PETALING JAYA: The automotive and auto parts sector can still offer attractive yields despite the anticipated slowdown in car sales next year, says RHB Research.
The research house said some auto stocks worth holding on to include UMW Holdings Bhd and MBM Resources Bhd, given their 4% and 10% yields, respectively.
“Most of the stocks are also fairly priced at this juncture, trading near their five-year historical averages,” RHB Research said in a note to clients yesterday.
The research house has maintained a “neutral” call on the sector, with its sector top pick being Bermaz Auto Bhd (BAuto).
“We think BAuto’s brand-specific factors make it relatively more resilient.
“The cheaper CX-30 completely-knocked-down (CKD) should support Mazda volumes, while Kia and Peugeot new model launches will likely continue to drive incremental volume growth from a low base,” RHB Research pointed out.
In addition, the research house likes BAuto’s 9% forecast financial year 2024 yield.
According to the Malaysian Automotive Association (MAA), May total industry volume (TIV) was 61,795 units, up 33% year-on-year (y-o-y) and rose 22% month-on-month (m-o-m).
RHB Research also remains confident of its 680,000 TIV estimate for the year.
“However, with a lack of catalysts to boost car sales in 2024, and with the possibility of TIV normalising to a low 600,000 levels, we have recently turned less bullish on the auto sector,” said the research house.
Similarly, Hong Leong Investment Bank (HLIB) Research, which maintains a “neutral” rating on the sector, expects TIV to drop after fulfilling the current huge backlog orders of 300,000 units.
“Nevertheless, we advise investors to accumulate MBM and DRB-Hicom Bhd as we expect national original equipment manufacturers (OEMs) to triumph over the longer term with potential growth from new export markets,” it noted.
HLIB Research has “buy” calls on MBM and DRB-Hicom at a target price (TP) of RM4.80 and RM2.18, respectively.
Year to date, the national OEM achieved 122,100 units (up 15% y-o-y), relatively in line with its 2023 sales target at 314,000 units.
Meanwhile, MIDF Research in its latest report said the strong rebound in May TIV was within its expectations and on track to breach the 700,000 mark.
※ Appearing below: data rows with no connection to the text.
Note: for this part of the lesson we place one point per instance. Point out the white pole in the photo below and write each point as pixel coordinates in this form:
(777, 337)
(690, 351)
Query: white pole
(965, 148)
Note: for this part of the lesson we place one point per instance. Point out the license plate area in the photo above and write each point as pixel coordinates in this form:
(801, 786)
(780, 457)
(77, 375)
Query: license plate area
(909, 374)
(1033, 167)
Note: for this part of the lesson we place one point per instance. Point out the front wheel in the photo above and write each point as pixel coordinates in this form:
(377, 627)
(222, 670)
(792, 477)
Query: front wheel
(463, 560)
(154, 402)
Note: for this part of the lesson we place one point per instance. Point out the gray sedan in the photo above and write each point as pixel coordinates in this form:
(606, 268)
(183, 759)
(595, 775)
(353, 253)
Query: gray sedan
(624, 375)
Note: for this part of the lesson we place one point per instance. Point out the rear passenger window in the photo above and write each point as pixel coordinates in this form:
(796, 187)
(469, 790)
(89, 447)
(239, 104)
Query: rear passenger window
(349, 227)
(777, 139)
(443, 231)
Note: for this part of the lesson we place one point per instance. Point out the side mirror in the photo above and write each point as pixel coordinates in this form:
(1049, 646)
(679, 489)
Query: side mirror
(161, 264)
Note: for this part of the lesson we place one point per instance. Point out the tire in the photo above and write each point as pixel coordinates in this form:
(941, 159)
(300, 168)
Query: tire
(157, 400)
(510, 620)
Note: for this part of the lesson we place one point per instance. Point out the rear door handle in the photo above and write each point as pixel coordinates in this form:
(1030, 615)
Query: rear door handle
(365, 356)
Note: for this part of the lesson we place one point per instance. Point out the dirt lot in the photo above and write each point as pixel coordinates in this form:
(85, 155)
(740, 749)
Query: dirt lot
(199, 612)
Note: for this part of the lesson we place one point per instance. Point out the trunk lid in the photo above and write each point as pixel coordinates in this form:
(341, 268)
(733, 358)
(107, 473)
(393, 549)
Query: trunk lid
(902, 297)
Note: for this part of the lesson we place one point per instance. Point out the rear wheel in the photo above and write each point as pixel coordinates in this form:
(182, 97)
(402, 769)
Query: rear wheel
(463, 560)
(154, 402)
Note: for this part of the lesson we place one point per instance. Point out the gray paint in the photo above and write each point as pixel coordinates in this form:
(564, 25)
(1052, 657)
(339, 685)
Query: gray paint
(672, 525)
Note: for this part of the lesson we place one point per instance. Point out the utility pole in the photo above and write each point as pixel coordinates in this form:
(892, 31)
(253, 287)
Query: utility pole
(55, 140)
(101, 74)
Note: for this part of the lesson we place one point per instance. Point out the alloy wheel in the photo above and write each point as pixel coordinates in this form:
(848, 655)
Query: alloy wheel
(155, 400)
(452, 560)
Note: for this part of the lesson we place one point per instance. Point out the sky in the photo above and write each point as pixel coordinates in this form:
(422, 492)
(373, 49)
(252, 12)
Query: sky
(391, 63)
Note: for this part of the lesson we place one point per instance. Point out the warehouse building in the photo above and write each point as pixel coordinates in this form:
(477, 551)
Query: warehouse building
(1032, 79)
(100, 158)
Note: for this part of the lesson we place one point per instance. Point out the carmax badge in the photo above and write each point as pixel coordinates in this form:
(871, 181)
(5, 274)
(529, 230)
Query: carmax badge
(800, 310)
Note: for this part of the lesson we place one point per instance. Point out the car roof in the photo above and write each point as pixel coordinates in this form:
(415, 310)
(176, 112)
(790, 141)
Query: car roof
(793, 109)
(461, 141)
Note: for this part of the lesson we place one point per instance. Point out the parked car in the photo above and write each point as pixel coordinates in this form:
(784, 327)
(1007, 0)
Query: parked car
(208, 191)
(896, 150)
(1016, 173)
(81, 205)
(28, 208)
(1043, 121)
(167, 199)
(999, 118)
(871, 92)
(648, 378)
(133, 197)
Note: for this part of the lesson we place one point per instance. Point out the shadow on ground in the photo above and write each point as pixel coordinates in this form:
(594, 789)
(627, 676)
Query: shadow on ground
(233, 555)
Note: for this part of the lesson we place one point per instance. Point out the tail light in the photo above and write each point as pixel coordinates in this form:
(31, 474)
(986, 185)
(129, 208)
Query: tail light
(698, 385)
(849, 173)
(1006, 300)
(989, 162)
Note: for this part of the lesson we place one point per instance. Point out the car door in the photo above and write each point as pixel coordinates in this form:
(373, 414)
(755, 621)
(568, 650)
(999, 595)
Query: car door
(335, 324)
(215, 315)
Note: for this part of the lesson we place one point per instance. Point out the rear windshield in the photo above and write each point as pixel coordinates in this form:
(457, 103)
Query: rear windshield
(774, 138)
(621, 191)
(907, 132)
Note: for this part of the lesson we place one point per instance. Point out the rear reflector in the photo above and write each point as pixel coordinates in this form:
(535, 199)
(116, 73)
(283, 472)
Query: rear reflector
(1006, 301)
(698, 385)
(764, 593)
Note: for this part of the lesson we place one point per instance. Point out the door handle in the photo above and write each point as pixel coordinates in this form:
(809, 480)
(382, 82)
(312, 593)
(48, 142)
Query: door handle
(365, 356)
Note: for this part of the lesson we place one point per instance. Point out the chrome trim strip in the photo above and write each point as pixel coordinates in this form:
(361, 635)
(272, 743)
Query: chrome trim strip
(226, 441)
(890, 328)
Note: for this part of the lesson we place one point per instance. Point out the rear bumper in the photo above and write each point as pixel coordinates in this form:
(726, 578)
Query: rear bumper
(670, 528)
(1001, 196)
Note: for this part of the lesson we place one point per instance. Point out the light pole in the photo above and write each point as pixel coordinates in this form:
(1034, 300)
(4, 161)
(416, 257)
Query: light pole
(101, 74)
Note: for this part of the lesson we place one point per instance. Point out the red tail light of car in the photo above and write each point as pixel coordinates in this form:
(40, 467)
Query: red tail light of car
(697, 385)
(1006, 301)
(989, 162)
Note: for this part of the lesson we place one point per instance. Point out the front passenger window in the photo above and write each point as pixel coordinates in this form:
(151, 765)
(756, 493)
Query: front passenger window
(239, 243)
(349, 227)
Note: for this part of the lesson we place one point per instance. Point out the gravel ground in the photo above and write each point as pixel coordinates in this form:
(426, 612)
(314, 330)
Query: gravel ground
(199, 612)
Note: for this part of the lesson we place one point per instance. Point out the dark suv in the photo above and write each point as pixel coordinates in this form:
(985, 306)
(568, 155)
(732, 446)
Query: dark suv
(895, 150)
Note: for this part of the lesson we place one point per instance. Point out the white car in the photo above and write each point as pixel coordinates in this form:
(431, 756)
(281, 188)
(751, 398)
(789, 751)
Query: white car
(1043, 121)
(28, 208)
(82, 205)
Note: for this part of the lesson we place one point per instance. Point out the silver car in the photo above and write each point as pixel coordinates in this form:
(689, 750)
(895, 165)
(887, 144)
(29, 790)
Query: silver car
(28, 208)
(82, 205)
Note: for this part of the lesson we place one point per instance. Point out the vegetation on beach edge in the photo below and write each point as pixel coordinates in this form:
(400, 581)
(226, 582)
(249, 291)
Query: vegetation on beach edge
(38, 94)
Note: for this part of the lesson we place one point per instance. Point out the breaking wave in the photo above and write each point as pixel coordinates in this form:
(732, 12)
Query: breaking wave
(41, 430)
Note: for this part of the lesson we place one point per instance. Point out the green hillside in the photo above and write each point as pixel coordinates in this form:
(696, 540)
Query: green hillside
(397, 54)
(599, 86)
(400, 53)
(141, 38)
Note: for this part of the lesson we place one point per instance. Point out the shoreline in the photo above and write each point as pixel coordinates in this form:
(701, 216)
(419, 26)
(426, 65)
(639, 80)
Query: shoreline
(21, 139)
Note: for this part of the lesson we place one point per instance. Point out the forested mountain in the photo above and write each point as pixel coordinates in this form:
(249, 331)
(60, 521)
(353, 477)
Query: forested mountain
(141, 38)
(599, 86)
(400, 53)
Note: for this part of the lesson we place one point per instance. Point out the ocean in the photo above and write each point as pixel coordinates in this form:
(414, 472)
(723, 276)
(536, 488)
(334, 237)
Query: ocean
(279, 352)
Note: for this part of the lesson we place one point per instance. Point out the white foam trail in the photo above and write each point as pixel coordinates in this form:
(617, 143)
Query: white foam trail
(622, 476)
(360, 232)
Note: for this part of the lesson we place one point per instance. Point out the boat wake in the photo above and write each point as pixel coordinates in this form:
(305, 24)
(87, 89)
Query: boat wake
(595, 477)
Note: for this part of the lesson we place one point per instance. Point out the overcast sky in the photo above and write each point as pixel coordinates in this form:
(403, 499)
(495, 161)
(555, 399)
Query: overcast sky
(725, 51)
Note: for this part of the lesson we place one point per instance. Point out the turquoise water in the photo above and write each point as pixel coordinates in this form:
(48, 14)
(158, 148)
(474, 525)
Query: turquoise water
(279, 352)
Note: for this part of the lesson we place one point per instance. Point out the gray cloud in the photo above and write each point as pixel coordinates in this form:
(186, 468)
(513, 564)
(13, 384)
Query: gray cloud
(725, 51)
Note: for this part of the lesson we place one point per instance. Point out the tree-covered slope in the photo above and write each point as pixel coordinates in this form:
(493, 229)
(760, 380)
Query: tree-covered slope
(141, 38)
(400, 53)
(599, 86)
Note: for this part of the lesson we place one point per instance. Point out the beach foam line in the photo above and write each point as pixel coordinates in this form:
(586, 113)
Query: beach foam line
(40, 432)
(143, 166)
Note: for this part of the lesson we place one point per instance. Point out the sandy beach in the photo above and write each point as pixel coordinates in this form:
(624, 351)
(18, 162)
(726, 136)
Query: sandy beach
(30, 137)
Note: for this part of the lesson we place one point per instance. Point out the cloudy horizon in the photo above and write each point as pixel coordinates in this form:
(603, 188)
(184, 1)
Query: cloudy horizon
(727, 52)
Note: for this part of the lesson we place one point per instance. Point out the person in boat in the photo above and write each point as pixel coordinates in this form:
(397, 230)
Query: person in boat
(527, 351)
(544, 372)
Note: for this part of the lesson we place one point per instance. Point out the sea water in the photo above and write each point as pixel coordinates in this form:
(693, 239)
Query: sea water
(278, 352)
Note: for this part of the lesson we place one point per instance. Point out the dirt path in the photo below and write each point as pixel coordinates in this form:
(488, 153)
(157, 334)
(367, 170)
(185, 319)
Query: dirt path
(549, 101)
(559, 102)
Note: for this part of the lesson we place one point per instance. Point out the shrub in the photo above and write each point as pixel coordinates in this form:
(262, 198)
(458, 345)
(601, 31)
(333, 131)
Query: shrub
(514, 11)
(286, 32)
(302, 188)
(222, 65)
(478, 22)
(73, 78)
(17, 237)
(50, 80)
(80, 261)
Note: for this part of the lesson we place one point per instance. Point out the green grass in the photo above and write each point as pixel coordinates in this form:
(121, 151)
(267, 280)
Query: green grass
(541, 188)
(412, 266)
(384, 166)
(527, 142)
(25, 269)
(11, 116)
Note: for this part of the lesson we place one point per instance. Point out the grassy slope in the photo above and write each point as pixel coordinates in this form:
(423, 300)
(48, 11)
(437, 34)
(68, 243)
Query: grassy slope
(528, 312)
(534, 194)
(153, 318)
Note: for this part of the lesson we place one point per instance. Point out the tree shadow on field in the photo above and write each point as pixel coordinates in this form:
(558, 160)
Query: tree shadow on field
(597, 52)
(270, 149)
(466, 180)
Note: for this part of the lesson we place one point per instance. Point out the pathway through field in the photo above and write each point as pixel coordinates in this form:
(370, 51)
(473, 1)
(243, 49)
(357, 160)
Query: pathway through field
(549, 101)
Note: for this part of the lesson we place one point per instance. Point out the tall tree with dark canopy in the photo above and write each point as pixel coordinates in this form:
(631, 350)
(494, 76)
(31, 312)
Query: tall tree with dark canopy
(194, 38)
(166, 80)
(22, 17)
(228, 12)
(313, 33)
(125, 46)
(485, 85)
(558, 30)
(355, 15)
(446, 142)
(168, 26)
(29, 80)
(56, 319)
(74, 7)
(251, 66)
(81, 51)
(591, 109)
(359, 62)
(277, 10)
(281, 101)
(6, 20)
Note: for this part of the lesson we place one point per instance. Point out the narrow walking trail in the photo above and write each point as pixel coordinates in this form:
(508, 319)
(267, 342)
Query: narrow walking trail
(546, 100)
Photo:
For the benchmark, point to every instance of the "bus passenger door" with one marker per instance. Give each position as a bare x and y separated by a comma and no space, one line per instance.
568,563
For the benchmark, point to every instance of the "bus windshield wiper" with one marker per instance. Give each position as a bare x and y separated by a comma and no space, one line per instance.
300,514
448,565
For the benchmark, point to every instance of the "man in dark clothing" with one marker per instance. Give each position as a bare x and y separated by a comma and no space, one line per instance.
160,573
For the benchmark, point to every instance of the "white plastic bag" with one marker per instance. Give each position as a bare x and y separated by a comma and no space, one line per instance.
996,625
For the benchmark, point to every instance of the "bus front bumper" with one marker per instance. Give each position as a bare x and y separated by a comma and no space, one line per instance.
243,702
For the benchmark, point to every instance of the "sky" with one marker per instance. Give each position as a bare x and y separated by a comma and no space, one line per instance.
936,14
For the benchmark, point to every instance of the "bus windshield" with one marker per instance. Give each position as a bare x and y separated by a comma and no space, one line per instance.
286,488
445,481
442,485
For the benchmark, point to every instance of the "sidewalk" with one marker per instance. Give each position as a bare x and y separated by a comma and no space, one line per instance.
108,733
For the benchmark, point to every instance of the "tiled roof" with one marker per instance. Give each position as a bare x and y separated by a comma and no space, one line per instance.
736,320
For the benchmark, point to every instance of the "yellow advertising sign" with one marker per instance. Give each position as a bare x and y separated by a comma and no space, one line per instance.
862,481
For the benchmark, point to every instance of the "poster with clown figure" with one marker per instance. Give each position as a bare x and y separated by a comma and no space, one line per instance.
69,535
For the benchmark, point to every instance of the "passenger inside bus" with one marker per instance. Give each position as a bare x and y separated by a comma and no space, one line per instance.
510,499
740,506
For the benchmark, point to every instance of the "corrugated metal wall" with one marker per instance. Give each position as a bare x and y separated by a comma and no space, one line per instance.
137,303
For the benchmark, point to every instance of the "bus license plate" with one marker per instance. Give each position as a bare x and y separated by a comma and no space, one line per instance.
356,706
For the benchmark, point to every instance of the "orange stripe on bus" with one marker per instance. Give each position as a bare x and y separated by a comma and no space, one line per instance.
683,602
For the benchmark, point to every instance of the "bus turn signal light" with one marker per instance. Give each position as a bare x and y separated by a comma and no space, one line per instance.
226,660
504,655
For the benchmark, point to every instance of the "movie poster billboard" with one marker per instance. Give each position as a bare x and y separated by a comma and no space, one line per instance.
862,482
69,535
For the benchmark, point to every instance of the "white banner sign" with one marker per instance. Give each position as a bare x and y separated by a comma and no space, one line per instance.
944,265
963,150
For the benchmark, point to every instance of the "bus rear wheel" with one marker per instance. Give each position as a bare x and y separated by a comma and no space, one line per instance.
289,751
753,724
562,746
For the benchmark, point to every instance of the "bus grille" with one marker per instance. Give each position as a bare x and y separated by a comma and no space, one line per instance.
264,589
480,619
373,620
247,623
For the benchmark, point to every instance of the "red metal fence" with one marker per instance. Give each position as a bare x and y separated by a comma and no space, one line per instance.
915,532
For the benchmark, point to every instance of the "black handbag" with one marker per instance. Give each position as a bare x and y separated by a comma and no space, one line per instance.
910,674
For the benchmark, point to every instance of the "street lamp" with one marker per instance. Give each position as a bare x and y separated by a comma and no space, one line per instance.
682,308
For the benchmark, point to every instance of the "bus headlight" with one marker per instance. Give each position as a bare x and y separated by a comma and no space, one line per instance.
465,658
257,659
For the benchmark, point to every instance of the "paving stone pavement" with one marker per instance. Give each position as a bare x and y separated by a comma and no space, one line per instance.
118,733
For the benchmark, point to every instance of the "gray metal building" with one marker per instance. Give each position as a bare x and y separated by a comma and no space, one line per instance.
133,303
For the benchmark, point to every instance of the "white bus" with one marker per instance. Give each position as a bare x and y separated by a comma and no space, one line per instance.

The research house has kept its positive stance on the auto sector, given the huge backlog orders, sustained new booking momentum and a supportive macro backdrop, while valuations are around 20% to 40% below mean.
“BAuto is now our tactical favourite, given its exposure to the weak Japanese yen while having minimal exposure to the strong US dollar,” said MIDF Research, which has a “buy” call on BAuto with a TP of RM3.30.
BAuto is also riding on CKD model expansion via Mazda, Kia and Peugeot while its dividend yield of 9.7% is attractive, it added.
MIDF Research also likes MBM with a TP of RM4.70 for its cheap exposure to Perusahaan Otomobil Kedua Sdn Bhd (Perodua), which has a high model localisation rate with minimal foreign exchange risk.
In addition, it has the strongest backlog bookings among the major players, stretching up to six to nine months.
MBM dividend yield is also attractive at 7.1%, backed by a strong balance sheet with net cash, which accounts for 14% of market cap.
MIDF Research also said despite its TP revision, UMW is still a “buy” with a TP of RM4.60.
The company is a prime beneficiary of the recovery in auto demand, given its dominant 52% market share via 51%-owned UMW Toyota and 38%-owned Perodua, added the research house.
Furthermore, UMW’s equipment division is a proxy to recovering business momentum, rising infrastructure projects and commodity demand, whereas aerospace is an indirect reopening play on the back of a recovery in global air travel, said MIDF Research.